Specifying policy elements: resources, actions, effects, and principals

CloudFront includes API actions (see Amazon CloudFront API Reference) that you can use on each CloudFront resource (see ARNs for CloudFront resources). You can grant a user or a federated user permission to perform any or all of these actions.

The following are the basic policy elements:

  • Resource – You use an Amazon Resource Name (ARN) to identify the resource that the policy applies to. For more information, see ARNs for CloudFront resources.

  • Action – You use action keywords to identify resource operations that you want to allow or deny. For example, depending on the specified Effect, the cloudfront:CreateDistribution permission allows or denies the user permissions to perform the CloudFront CreateDistribution action.

  • Effect – You specify the effect, either allow or deny, when a user tries to perform the action on the specified resource. If you don't explicitly grant access to an action, access is implicitly denied. You can also explicitly deny access to a resource, which you might do to make sure that a user cannot access it, even if a different policy grants access.

  • Principal – In identity-based policies (IAM policies), the user that the policy is attached to is the implicit principal. For resource-based policies, you specify the user, account, service, or other entity that you want to receive permissions (applies to resource-based policies only).

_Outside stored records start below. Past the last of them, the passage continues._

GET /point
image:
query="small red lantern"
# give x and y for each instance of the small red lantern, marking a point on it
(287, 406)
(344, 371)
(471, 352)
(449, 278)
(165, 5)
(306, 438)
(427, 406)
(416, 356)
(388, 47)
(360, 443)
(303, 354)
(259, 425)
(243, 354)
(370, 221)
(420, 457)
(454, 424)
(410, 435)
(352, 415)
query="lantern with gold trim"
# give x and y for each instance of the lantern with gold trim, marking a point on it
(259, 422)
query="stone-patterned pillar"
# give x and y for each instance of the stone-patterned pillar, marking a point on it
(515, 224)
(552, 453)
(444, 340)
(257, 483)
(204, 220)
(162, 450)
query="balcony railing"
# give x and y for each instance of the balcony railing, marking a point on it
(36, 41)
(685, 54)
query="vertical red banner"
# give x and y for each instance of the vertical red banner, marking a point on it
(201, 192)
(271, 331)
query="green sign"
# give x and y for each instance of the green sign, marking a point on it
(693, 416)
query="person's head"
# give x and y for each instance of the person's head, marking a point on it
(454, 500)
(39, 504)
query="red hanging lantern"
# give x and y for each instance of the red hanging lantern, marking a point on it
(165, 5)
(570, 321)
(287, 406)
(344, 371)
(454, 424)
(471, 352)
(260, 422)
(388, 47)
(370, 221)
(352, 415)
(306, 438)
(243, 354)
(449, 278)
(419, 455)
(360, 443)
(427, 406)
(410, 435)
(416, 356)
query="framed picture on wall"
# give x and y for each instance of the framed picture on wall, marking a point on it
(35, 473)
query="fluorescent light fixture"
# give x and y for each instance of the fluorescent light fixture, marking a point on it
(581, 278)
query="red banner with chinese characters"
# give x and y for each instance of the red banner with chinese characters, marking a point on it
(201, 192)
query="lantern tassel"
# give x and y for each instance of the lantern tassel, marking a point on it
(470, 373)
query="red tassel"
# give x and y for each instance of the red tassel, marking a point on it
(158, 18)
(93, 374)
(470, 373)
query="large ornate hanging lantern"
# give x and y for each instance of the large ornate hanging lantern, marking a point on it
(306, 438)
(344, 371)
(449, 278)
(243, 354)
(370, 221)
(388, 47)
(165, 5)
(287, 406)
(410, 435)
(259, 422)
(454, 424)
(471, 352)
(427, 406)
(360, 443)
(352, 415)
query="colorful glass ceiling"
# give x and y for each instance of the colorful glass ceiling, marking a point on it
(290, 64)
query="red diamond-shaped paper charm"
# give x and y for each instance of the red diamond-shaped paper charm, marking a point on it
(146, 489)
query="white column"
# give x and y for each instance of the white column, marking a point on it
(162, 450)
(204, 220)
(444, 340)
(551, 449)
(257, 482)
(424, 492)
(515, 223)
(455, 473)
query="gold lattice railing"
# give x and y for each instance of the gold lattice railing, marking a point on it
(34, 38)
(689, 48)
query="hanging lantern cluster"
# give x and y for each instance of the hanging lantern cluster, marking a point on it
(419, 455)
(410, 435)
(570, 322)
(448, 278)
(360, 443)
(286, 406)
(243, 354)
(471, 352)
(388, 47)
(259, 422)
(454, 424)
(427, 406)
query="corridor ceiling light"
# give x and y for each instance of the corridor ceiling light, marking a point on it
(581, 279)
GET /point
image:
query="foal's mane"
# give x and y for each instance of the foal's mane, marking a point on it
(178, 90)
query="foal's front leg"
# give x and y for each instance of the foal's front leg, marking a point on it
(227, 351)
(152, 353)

    CloudFront does not support resource-based policies, but it does support resource-level policies. For more information about the types of permissions policies that CloudFront supports, see Managing access to resources.

For more information about IAM policy syntax and descriptions, see the AWS IAM Policy Reference in the IAM User Guide.

For a table showing all of the CloudFront API operations and the resources that they apply to, see CloudFront API permissions: actions, resources, and conditions reference.

Specifying conditions in a policy

When you grant permissions, you can use the IAM policy language to specify when a policy should take effect. For example, you might want a policy to be applied only after a specific date. For more information about specifying conditions in a policy language, see Condition in the IAM User Guide.

To express conditions, you use predefined condition keys. There are no condition keys specific to CloudFront. However, there are AWS-wide condition keys that you can use as appropriate. For a complete list of AWS-wide keys, see Available Keys for Conditions in the IAM User Guide.